Sorelle d'Italia
Le donne come altra metà del cielo del Risorgimento. Alcuni inni custoditi nella biblioteca dell'Università di Genova ed esaminati dal Cnr fanno luce su questo mondo femminile, a partire dall'impegno nell'educazione civile dei figli. Ma la donna per antonomasia e più amata è proprio l'Italia
Dov'erano le 'sorelle' d'Italia quando si combatteva per l'Unità? Nonostante condividessero con spirito di sacrificio e coraggio le scelte dei loro compagni, le donne del Risorgimento hanno sempre avuto scarsa visibilità. Gli inni risorgimentali conservati nella Biblioteca dell'Università di Genova, esaminati filologicamente da Grazia Biorci dell'Istituto di studi sull'Europa mediterranea (Isem) del Cnr, offrono una chiara testimonianza del coinvolgimento femminile nella battaglie risorgimentali.
24 le partiture custodite a Genova, composte tra il 1847-49 da dilettanti e autori stimati, raccolte nel volume 'La musica del Risorgimento a Genova (1846-47). Gli inni patriottici della Biblioteca universitaria'.

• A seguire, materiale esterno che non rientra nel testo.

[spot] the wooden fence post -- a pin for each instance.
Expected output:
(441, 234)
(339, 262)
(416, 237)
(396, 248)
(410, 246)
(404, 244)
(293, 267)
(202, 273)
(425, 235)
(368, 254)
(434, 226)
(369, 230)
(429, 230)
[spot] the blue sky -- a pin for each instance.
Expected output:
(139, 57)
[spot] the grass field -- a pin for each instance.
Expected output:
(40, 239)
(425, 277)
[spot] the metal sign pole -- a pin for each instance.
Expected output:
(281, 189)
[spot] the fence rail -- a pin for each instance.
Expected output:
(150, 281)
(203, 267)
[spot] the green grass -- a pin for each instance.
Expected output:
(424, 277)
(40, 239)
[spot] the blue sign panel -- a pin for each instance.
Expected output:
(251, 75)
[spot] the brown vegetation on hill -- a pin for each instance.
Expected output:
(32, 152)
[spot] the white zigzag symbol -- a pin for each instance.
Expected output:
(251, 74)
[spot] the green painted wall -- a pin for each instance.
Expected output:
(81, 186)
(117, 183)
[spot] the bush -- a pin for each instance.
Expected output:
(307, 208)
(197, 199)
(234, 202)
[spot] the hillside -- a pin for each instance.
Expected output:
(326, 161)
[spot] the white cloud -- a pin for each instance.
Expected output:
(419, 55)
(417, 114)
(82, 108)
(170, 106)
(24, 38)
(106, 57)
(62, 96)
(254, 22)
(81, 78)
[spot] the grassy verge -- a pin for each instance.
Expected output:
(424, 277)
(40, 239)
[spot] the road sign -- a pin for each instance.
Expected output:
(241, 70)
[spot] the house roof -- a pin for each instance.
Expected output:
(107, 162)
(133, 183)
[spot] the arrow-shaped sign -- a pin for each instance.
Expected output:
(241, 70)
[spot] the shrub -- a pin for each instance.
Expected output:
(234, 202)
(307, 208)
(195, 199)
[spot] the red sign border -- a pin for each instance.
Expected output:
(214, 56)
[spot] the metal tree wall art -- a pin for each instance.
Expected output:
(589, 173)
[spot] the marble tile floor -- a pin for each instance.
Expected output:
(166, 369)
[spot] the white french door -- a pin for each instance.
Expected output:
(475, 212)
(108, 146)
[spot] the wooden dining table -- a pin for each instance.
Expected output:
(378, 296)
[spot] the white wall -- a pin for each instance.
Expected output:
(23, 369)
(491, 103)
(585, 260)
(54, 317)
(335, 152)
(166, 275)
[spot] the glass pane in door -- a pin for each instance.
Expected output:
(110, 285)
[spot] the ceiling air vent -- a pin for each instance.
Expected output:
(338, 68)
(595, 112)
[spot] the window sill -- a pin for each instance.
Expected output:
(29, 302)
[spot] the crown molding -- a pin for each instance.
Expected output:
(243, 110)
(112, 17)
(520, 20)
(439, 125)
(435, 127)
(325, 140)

"Negli inni ci sono alcune figure che ricorrono e la donna è una di quelle", spiega la ricercatrice. "Questo stereotipo, assieme a quello del Balilla, è stato preso in prestito, proditoriamente, durante il ventennio fascista. Le donne degli inni risorgimentali sono chiamate infatti 'madri altere, figlie e anche spose".
'Non abbian le spose d'amore uno sguardo per l'uom che codardo non corre a pugnar', ammonisce per esempio l'Inno del popolo' scritto da Emanuele Celesia. "In questo testo", spiega Biorci, "si invitano le spose a esprimere il loro spirito patriottico negando manifestazioni d'affetto all'uomo vigliacco". Un altro esempio di devozione femminile alla patria è dato dalla madre 'che un dì vegliava la nostra cuna', la culla del neonato, come si legge nel 'Canto degli Alunni Ginnasti' di Giulio Carcano, sapendo già che questi un giorno sarà un valoroso combattente. Nello stesso inno altre 'madri altere dell'aste al lampo vedean la balda schiera partir'; inoltre raccomanda il poeta 'posin dell'arte l'opre leggiadre; vigor di tempre chiede la guerra', poiché è il momento di mostrare carattere collaborando anche alla fabbricazione delle armi.
In 'Viva l'Italia' di David Chiossone, le donne 'pur figlie dell'italo suolo' sono invitate insieme agli uomini a riscattare la patria dallo straniero, negando 'l'amplesso d'amore' a chi 'sdegna la patria coccarda'.
Dalla lettura dei testi emerge che al di sopra di tutti gli stereotipi femminili - madre, figlia, sposa - c'è la donna per antonomasia, l'Italia, che "può permettersi di restare femminile, presentando aspetti ambivalenti" spiega la ricercatrice dell'Isem-Cnr.
Nell'Inno del Popolo di Celesia l'Italia è 'la nostra contrada, è suol di vulcani. Qui tomba gli estrani non regno trovar'. Ma è chiamata anche 'Patria' e 'per l'Itala Madre verranno a pugnar'. Nel 'Canto' di Giulio Carcano l'Italia è sacra, è madre, ma anche amante: 'La sacra terra che Italia ha nome, dalla corona del giogo alpino, dai verdi fianchi dell'Appennino scende all'amplesso del doppio mar. Noi l'amiam tutti, come la madre che un dì vegliava sulla nostra cuna: o Italia! O Madre libera ed una, tu sei la patria che Dio ci diè'.
Pietro Parodi invece nel suo 'Canto nazionale' avverte: 'O fratelli, La Madre s'è scossa e ne chiama all'oprar generoso'; poi esorta 'combattiam per la bella contrada'.
"Nonostante la lingua di registro alto e colto e l'uso di un italiano non comune", conclude la Biorci gli autori degli inni volevano arrivare al cuore di ogni donna e di ogni uomo italiano, muoverli emotivamente alla partecipazione politica attiva".